If my first interpretation above was correct, try this search:
index=netbase1_index sourcetype=sv_sessions | rex field=_raw "watched\"\:\s\[(?P<watched_numbers>.[^\]]*)" | eval trim_spaces=trim(split(watched_numbers,",")) | stats count by viewer_email, trim_spaces | eval convert_string = tonumber(trim_spaces) | eval product = convert_string * count | eventstats sum(product) AS watch_total | dedup watch_total | table viewer_email, watch_total
If my second interpretation above was correct, try this search:
index=netbase1_index sourcetype=sv_sessions | rex field=_raw "watched\"\:\s\[(?P<watched_numbers>.[^\]]*)" | eval trim_spaces=trim(split(watched_numbers,",")) | stats count by viewer_email, trim_spaces | eval convert_string = tonumber(trim_spaces) | stats sum(count) AS array_total by viewer_email
*edit - you will probably need to change the field "viewer_email" to match your own.
There are a couple of things about your results that don't make sense to me, but I will try to answer regardless.
For #1, I don't understand how this works if vwatch
is a multi-valued field, but I will answer anyway. If it will add them up as you suggest, then you only need to add a term to your eventstats
segment that identifies the unique IDs. If there is nothing already in each event that serves as a unique ID, then the easiest thing to do is add streamstats count as count |
before the eventstats
pipe. The result would be
index=netbase1_index sourcetype=sv_sessions | rename "watched{}" as vwatch | streamstats count as count | eventstats sum(vwatch) as Total by count | table viewer.email Total
For #2, I don't understand why using mvexpand
wouldn't work, but you still need to have a unique value like #1. Without seeing the raw data, my attempt would be as follows:
index=netbase1_index sourcetype=sv_sessions | rename "watched{}" as vwatch | streamstats count as count | mvexpand vwatch | stats sum(vwatch) as Total by viewer.email count | table viewer.email Total
For #3, I am no help.
Option #4, if you plan to do a lot of searches that need, I suggest you implement a custom SPL command like I did for this exact use case.

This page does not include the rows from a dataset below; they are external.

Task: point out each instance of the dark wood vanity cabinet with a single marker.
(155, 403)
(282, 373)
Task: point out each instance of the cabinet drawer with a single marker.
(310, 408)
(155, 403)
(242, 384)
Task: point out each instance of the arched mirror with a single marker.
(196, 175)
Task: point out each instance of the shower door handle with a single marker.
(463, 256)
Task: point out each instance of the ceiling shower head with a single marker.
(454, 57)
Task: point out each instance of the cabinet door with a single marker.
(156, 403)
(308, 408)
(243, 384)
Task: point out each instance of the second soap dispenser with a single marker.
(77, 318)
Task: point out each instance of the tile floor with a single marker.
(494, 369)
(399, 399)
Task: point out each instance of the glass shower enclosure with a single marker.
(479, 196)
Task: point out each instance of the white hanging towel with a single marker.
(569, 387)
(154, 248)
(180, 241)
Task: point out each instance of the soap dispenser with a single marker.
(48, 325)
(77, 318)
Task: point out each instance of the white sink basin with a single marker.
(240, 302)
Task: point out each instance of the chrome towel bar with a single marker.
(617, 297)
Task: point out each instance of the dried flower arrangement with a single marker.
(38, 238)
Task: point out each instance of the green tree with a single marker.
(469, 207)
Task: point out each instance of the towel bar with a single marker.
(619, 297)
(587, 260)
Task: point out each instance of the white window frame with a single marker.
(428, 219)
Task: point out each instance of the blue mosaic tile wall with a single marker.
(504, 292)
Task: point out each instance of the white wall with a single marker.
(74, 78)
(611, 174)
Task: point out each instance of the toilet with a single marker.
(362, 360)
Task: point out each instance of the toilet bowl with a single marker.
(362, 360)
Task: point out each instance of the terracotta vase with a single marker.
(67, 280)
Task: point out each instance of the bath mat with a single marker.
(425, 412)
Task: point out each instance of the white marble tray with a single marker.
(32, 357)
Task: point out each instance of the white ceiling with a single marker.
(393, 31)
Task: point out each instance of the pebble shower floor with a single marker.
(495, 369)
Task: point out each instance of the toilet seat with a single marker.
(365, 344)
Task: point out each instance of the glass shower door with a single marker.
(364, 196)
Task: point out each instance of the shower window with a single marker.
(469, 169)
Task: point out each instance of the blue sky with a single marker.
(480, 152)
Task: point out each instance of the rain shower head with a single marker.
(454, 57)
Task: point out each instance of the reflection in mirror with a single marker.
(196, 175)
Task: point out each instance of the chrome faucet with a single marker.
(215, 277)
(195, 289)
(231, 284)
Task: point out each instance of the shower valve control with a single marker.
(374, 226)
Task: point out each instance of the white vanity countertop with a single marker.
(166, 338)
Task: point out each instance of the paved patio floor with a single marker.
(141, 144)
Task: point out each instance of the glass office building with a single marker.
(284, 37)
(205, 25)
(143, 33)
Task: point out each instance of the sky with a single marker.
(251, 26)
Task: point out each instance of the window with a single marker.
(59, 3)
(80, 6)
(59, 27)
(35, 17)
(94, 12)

The starting point is called mvsum
(see http://jordan.broughs.net/archives/2012/06/mvsum-for-splunk-summing-multi-valued-fields-within-a-sin...). You can rip-off my implementation straight from my app Layer8Insight App For Splunk (https://splunkbase.splunk.com/app/3171/). It is battle tested. My app includes the configuration files and python code you would need.
This worked:
index=netbase1_index sourcetype=sv_sessions | rename "watched{}" as vwatch | streamstats count as count | eventstats sum(vwatch) as Total by count | table viewer.email Total
Thank you.
@cgong can you please accept my answer if that solved the issue for you?